You can enable or disable the lineage for the data source to be generated automatically during metadata extraction, query log ingestion, and from Data Definition Language queries run by users in Compose.

From Alation version 2023.3.2.1 and connector version 2.2.9

Go to General Settings > Advanced settings of the Settings page of your Snowflake data source and enable or disable the Disable automatic lineage generation toggle.

Disable the Disable automatic lineage generation toggle when you want to automatically generate the lineage.

Enable this option when you do not want lineage to be automatically generated and prefer to create lineage manually or using an API.

By default, automatic lineage generation is enabled.

Enable or Disable Obfuscate Literals

You can hide literal values from queries ingested with query log ingestion and displayed on the Queries tab of a schema and table catalog objects.

On the General Settings tab enable or disable the Obfuscate literals toggle.

When enabled, literal values are substituted with placeholder values. Disable this option when you want literal values in queries to be visible to users.
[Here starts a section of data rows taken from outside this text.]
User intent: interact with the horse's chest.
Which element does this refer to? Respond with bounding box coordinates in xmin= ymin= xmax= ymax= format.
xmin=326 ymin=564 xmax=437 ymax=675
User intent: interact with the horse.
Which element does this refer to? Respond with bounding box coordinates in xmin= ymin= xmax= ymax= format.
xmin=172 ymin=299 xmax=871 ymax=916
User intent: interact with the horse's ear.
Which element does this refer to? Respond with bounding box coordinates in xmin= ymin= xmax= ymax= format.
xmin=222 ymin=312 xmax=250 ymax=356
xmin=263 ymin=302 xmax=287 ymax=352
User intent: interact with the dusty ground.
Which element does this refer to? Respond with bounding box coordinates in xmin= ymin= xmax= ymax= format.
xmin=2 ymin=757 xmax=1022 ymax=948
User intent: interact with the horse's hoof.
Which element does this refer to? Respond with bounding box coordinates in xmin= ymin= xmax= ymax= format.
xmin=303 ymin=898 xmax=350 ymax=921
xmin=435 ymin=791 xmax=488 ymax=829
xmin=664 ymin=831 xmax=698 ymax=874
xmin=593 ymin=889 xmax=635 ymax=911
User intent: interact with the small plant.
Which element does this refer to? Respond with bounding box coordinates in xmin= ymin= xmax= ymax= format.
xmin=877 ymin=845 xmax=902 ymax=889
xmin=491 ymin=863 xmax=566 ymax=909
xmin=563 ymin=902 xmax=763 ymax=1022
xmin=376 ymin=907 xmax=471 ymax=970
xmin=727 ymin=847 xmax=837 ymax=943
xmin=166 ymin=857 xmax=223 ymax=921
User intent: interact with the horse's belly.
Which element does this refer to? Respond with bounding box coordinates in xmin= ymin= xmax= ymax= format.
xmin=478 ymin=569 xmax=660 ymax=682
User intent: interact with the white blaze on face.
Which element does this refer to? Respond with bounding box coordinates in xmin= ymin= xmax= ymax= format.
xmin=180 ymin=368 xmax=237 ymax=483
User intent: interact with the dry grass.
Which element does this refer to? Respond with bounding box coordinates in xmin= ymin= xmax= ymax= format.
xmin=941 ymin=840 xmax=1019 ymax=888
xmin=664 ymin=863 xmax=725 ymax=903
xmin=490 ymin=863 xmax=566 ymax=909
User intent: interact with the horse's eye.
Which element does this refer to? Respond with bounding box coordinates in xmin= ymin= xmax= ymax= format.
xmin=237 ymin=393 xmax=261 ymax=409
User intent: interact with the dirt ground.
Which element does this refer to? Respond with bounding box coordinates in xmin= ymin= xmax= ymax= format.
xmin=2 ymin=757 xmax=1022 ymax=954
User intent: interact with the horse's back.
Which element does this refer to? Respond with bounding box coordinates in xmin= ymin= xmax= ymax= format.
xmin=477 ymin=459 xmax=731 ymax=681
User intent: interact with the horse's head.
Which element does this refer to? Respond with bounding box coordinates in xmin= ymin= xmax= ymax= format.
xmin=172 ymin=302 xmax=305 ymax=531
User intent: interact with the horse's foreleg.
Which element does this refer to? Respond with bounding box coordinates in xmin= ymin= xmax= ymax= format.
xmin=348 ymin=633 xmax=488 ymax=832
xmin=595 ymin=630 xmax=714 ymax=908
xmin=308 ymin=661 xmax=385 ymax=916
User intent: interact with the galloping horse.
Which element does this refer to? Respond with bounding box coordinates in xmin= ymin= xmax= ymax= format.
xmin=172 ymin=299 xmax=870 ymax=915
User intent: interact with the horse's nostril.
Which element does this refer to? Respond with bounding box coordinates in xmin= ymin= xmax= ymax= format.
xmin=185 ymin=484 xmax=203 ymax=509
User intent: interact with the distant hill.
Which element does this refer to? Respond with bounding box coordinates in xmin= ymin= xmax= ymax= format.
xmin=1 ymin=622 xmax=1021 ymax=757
By default, this option is disabled.

Configure Logging

To set the logging level for your Snowflake OCF data source logs, perform these steps:

From Alation version 2023.3.2.1 and connector version 2.2.9

  1. On the Settings page of your Snowflake OCF data source, go to General Settings > Connector logs.

  2. Select a logging level for the connector logs and click Save.

    The available log levels are based on the Log4j framework.

You can view the connector logs in Admin Settings > Server Admin > Manage Connectors > Snowflake OCF connector.

Configure Add-On OCF Connector for dbt

The dbt connector can be used as an add-on with another OCF connector to extract and catalog descriptions and lineage from dbt models, sources, and columns in dbt Core or dbt Cloud. See Add-On OCF Connector for dbt on how to use this connector.